La entrevista fue un forcejeo: yo pedía episodios cotidianos de aquella hecatombe nuclear y el torcía sus palabras al presente, que tenía un protagonista: Rusia. “se le traba el gesto cada vez que Rusia se vuelve tema. Y se vuelve tema a cada minuto”, escribí.

Empeñado en publicar en Newsweek en Español la historia de un ucraniano en Chernóbil y no reflexiones de política internacional, pregunté, “¿Quiénes son los culpables de ese desastre?”.

“El gobierno de la Unión Soviética, que hoy es igual al gobierno de Rusia —insistió—. Quince repúblicas soviéticas eran esclavas de Moscú”.

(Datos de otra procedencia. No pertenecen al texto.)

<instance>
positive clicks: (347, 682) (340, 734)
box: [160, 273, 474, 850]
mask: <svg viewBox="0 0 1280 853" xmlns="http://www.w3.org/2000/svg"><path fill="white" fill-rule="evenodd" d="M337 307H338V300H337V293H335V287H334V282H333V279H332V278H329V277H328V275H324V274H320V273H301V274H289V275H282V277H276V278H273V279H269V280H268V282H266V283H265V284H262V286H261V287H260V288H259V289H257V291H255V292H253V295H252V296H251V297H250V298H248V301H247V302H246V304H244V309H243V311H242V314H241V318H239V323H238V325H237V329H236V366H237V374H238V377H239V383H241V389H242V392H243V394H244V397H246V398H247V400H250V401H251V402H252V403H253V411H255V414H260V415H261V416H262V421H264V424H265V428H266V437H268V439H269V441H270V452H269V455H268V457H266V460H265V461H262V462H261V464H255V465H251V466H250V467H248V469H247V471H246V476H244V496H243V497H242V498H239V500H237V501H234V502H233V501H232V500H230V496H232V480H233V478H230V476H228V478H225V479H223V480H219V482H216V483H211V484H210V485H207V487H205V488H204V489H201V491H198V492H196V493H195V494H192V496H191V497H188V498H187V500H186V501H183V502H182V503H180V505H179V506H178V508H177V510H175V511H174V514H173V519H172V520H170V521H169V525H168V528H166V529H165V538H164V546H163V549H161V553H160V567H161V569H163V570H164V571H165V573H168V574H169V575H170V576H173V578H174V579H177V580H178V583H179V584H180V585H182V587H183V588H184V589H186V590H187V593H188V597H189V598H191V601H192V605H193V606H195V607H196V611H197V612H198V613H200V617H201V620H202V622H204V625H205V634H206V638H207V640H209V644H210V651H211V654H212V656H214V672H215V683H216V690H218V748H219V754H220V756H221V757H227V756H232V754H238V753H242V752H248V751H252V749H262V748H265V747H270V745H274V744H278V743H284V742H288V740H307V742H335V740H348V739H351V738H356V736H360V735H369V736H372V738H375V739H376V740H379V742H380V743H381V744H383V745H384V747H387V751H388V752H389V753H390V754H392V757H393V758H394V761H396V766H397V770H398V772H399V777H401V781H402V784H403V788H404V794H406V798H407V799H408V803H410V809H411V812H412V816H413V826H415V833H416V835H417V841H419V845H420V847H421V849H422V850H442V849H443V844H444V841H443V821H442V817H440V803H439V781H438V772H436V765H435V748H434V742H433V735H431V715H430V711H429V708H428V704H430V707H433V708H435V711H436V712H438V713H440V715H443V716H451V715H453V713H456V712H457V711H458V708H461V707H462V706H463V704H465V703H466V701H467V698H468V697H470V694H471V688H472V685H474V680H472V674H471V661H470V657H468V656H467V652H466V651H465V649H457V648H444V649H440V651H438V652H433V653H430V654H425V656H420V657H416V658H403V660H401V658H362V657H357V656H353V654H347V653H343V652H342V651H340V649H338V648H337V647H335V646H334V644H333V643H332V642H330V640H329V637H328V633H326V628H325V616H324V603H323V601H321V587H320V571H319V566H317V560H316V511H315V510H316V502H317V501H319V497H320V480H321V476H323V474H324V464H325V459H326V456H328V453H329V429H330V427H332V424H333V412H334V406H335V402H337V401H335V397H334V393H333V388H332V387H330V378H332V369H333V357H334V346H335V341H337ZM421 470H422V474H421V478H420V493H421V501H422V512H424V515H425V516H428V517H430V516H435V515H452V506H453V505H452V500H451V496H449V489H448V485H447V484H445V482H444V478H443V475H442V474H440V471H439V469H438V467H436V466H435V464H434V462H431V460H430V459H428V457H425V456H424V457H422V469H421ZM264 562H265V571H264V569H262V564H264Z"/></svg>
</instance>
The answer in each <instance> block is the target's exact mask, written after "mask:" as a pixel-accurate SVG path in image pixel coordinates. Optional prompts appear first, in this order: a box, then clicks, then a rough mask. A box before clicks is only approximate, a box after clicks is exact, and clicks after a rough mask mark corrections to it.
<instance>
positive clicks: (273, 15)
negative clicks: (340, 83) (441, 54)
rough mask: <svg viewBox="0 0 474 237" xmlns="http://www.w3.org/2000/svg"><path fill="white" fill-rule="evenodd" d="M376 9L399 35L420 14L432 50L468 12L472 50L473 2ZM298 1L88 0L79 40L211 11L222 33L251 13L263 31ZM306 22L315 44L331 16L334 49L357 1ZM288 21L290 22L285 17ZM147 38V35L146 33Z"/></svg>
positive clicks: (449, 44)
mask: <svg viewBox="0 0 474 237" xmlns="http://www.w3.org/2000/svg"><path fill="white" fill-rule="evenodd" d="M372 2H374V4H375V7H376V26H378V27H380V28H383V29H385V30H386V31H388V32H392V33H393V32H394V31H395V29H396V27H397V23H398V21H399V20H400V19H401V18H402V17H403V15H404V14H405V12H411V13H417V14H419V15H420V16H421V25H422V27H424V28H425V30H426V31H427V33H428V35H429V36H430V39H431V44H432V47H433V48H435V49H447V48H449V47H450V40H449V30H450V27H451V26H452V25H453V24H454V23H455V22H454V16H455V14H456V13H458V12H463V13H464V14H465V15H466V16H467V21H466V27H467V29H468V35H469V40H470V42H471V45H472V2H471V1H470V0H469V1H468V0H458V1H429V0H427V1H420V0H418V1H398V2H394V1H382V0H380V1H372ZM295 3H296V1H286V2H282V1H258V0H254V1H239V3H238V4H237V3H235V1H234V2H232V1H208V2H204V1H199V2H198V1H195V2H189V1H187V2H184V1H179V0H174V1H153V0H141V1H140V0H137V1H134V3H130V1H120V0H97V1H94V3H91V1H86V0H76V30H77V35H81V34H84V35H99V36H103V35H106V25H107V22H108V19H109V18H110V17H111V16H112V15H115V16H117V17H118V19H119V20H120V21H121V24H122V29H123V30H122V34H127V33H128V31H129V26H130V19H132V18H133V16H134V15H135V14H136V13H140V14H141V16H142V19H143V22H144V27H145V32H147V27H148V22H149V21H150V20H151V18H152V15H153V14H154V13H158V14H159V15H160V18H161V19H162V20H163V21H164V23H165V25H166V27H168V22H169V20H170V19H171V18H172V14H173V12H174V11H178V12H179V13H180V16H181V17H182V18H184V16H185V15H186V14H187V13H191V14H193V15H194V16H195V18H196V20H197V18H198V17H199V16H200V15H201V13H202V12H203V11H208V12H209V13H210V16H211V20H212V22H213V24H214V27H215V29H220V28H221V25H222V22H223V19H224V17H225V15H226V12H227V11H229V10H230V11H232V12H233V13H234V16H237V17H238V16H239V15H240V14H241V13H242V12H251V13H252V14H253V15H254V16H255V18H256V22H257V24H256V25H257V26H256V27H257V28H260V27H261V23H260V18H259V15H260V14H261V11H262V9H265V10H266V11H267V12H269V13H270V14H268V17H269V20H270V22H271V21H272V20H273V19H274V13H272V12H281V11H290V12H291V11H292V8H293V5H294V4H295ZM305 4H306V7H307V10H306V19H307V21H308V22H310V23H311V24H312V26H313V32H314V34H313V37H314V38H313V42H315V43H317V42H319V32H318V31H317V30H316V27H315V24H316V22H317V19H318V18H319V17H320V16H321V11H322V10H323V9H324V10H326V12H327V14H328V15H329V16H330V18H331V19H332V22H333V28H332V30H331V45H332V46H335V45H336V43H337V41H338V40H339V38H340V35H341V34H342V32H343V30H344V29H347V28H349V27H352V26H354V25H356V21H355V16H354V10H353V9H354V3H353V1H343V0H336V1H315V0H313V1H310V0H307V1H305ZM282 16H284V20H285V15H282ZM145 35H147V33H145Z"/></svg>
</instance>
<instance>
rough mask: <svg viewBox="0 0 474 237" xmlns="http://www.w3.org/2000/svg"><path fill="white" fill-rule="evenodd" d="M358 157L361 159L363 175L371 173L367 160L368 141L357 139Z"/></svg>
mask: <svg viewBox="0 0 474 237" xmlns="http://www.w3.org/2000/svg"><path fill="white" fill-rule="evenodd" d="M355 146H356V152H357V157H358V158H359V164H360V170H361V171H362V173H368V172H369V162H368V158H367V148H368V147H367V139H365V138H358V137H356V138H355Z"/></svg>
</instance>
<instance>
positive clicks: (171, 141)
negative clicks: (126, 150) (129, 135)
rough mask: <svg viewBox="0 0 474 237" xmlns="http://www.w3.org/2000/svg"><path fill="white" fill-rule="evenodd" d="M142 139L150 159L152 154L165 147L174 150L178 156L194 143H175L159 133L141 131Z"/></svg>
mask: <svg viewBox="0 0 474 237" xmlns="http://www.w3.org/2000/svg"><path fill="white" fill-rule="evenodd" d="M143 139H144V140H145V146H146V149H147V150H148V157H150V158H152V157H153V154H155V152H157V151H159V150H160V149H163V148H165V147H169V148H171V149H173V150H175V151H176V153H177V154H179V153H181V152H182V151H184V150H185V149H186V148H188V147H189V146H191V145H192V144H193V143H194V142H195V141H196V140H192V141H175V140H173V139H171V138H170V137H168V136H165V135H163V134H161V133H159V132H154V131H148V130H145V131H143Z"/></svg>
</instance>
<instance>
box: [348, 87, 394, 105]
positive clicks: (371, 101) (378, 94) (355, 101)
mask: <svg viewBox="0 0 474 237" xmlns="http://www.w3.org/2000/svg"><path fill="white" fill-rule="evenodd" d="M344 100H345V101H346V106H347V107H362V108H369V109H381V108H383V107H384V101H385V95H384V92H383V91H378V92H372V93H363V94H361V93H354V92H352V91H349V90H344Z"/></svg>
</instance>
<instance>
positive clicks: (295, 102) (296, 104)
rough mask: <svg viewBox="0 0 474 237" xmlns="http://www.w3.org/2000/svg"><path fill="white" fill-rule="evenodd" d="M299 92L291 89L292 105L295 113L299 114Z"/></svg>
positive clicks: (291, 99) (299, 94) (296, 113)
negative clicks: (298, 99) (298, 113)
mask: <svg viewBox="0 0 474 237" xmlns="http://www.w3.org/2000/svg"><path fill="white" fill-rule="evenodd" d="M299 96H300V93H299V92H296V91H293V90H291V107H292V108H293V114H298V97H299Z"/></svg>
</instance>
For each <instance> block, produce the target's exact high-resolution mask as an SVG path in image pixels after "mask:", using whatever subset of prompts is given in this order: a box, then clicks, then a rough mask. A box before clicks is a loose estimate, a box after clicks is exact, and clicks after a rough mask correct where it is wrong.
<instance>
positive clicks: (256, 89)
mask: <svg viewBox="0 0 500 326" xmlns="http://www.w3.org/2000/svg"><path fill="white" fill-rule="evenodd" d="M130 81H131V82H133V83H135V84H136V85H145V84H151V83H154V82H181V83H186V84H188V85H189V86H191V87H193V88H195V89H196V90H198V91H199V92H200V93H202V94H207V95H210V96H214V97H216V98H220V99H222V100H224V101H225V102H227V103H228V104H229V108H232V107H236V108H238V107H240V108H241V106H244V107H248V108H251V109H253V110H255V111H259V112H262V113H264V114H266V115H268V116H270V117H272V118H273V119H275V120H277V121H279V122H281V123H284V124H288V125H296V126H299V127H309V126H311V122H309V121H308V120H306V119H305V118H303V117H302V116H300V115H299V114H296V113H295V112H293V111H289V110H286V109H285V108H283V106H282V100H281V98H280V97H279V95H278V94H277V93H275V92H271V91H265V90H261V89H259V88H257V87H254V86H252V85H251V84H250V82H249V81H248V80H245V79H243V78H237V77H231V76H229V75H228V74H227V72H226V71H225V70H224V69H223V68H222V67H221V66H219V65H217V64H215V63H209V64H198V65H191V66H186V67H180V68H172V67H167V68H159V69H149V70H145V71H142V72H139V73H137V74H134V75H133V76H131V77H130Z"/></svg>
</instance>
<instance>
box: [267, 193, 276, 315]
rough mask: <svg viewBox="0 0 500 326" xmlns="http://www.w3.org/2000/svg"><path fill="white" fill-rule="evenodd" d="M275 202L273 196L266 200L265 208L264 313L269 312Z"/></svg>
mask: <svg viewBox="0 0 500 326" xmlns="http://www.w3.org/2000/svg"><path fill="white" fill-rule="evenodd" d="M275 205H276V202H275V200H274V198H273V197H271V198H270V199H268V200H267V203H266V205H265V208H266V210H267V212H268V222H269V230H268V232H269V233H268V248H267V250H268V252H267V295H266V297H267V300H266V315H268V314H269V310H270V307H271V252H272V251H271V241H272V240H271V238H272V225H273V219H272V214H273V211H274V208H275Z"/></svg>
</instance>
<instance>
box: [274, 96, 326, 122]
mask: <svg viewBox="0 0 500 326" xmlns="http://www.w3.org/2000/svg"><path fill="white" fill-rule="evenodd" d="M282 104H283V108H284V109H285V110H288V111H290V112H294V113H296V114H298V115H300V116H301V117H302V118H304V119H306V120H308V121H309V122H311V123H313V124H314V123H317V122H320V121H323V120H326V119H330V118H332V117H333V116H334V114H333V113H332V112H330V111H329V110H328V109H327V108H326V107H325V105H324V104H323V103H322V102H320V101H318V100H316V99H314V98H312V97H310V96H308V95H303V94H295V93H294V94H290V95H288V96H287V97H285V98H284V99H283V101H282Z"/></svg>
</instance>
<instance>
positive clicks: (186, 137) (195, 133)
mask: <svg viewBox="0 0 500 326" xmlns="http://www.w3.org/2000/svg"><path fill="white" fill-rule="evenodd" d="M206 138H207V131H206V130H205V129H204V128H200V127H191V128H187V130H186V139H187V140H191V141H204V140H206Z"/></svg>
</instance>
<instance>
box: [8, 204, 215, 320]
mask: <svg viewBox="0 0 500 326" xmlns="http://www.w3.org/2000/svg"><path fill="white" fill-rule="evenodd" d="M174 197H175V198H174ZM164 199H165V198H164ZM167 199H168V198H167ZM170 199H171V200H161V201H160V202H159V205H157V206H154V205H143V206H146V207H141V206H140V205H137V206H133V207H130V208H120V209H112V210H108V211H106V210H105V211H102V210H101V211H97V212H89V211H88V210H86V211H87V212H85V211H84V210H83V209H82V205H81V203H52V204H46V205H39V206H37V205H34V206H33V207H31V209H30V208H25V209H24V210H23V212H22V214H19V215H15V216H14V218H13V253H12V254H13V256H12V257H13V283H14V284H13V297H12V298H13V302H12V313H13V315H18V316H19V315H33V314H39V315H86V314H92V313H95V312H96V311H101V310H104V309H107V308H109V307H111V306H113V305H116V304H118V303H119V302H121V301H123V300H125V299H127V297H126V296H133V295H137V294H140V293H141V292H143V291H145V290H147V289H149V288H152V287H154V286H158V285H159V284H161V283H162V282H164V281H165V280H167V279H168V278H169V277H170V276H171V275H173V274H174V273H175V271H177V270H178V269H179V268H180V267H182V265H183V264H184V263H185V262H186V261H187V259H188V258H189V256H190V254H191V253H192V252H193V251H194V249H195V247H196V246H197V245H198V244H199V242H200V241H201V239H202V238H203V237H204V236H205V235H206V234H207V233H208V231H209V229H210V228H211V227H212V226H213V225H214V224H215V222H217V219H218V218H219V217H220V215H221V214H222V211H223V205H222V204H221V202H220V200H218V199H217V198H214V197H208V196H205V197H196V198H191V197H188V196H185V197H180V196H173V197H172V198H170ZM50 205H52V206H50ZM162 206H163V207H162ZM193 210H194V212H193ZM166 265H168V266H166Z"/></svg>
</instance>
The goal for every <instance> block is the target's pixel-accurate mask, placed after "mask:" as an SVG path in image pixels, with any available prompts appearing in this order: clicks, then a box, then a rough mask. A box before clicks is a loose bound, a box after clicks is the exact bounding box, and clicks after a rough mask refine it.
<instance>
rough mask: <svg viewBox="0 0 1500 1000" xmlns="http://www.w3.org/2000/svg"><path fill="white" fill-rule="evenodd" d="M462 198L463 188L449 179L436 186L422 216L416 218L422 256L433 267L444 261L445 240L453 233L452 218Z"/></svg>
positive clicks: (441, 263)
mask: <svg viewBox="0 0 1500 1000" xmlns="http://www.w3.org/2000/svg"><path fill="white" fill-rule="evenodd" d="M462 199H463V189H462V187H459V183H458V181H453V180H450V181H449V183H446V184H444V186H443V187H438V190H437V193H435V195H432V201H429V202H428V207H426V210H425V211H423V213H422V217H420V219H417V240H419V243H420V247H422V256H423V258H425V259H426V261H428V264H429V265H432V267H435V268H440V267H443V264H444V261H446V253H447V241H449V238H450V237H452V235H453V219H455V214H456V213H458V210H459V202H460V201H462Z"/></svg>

-¿Rusia mantiene ese espíritu?

-Desde el colapso de la URSS –respondió-, Rusia sigue una política imperialista: quieren recuperar a sus esclavos, ser el zar del universo, tragarse al mundo. Pero como es imposible tragarse todo, muerden como perros a sus vecinos: primero ocuparon con soldados las regiones de Moldavia y Transnistria. Luego Nagorno Karabaj en Azerbaiyán. En 2008 metieron aviación y tanques a Georgia. Después nos tocó a Ucrania, al ocupar la Península de Crimea pese a que la comunidad internacional rechazaba desde la ONU que Rusia se las anexara. Y ahora hay tropas rusas en Lugansk y Donetsk. Todo eso afecta hoy tanto como entonces afectó la explosión (nuclear): a las autoridades (del gobierno de Vladímir Putin), ni entonces ni ahora la gente les importa-, expuso.

En un planeta donde la ONU actúa ante la catástrofes humanitarias con lentitud criminal (deliberada o no), el “zar del universo” ha crecido a niveles inimaginables, alimenta con vehemencia y amor a aberraciones como Trump, de rebote nos manda un mensaje de odio a los mexicanos (“el amigo de tu enemigo es tu enemigo”) y pare monstruos como el asesino de Turquía que hacen el también deleznable trabajo hormiga de ir despedazando rivales a tiros.

El terror grande engendra al chico y entonces, aunque es 2016 y no el inicio de la Segunda Guerra Mundial, la imagen es sólo una: muertos y deudos llorando frente a sus ruinas.

Como dijo el embajador Ruslán: alguien quiere recuperar a sus esclavos.